Tra i Borbone, da Carlo VII di Napoli (detto erroneamente III perché questo ordinale si riferisce al trono di Spagna) a Ferdinando IV (poi I delle Due Sicilie), a Francesco I, a Ferdinando II e a Francesco II, c’è una perfetta continuità nell’interpretare il ruolo di monarca non rivoluzionario. Alcune caratteristiche specifiche: il re è il vertice dell’aristocrazia e della piramide sociale ma svolge marcatamente la sua funzione di equilibrio tra i ceti, frenando le insane ambizioni di quelli potenti a beneficio delle classi meno fortunate; il re è l’incarnazione della lealtà perché ossequioso del Vangelo e quindi rispettoso dei giusti diritti interni e internazionali; il re promuove la sana amministrazione puntando al pareggio del bilancio statale senza vessare di tasse i sudditi trovando forme alternative di entrate; il re fa attivare i governi centrali e periferici per sviluppare province ricche e meno ricche, centri popolosi e paesini sperduti in tutto il territorio al di qua e al di là del Faro. Quali sono invece le peculiarità del monarca gradito ai  rivoluzionari, come i Savoia: il re favorisce i nobili e gli altri potenti (come i borghesi spregiudicati) nella loro vessazione dei più deboli; il re persegue gli intenti loschi senza alcuna remora (come nell’invasione delle Due Sicilie senza dichiarazione di guerra) calpestando ogni tutela giuridica e umanitaria (lo Stato è “libero” dalla Chiesa); il re non argina la speculazione amministrativa con debiti pubblici enormi e pressione fiscale insostenibile (che spinge all’emigrazione); il re assiste inerte all’abbandono di intere aree non gradite agli investitori con esodo verso l’interno e l’estero di intere popolazioni.

La coalizione internazionale contro Napoli chiamata unificazione italiana eliminò i Borbone perché rappresentavano un modo di governare che poneva al primo posto dei suoi valori l’etica (cattolica), al secondo la politica e al terzo l’economia; il modo delle dinastie filo-rivoluzionarie aveva stravolto quei valori privilegiando l’economia cui andavano sacrificate la politica e persino l’etica.  Se sul mercato internazionale  le risultanze fossero state distanti (in termini di mole di commercio, di innovazione tecnologica, di scelta imprenditoriale negli investimenti) il capitalismo d’oltre Manica non avrebbe temuto alcunché. Ma non era così perché le bandiere borboniche garrivano in tutti i maggiori  mercati anche transoceanici.

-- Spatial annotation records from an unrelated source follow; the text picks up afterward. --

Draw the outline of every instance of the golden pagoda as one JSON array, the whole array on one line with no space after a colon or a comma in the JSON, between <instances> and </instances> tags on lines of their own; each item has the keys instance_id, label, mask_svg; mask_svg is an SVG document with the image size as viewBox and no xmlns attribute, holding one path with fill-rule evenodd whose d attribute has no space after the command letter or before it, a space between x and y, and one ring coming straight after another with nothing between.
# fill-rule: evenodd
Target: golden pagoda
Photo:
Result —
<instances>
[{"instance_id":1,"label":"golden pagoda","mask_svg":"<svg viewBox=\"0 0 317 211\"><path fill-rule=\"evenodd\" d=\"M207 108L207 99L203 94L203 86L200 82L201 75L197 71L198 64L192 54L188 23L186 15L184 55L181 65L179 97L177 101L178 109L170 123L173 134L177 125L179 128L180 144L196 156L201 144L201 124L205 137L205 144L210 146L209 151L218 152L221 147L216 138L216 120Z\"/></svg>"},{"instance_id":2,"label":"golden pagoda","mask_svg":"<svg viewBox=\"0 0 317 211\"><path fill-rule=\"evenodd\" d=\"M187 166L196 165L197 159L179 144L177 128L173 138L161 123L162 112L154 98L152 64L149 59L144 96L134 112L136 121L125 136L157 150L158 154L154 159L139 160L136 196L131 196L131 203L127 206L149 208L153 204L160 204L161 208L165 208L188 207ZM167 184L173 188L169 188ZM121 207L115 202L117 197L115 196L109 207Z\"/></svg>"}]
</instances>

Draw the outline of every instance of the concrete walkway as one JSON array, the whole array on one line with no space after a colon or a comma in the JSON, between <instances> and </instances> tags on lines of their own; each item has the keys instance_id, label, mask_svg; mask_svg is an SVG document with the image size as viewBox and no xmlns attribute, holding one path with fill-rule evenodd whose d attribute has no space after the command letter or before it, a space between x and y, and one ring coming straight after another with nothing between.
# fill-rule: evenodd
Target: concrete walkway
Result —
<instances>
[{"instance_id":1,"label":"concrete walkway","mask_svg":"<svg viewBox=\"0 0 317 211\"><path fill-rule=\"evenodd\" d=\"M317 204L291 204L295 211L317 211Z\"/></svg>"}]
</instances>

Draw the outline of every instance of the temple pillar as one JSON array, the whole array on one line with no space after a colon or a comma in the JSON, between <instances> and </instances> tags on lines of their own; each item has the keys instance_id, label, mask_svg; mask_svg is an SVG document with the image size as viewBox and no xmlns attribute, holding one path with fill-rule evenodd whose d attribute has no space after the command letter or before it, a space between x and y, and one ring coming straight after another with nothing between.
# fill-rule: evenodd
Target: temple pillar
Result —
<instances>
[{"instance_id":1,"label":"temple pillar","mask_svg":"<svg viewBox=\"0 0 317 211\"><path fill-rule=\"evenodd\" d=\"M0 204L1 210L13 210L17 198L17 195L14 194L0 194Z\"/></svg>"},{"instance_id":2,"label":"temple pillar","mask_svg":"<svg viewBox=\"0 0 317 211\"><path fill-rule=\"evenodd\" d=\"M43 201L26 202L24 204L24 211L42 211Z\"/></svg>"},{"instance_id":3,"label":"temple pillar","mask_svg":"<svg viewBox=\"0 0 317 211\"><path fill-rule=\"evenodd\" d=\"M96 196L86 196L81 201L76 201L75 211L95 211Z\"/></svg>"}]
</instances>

diffusione sportelli bancari; piano regolatore città di Napoli (con individuazione centro direzionale); industria dei guanti (pelle di cuoio) con oltre 500mila dozzine esportate(M); industria della seta (da S. Leucio e da tutto il regno) per qualità(M);  maggior numero amnistiati e minor numero di giustiziati politici; saline (soprattutto pugliesi e siciliane)(M); occupati nelle industrie:Nord-Ovest, 30,05%; Nord-Est, 14,78%; centro, 14,12%; Due Sicilie, 41,04%; minor numero di emigranti (pressoché zero); maggior diffusione scuole pubbliche e/o   ecclesiastiche( in tutti i comuni).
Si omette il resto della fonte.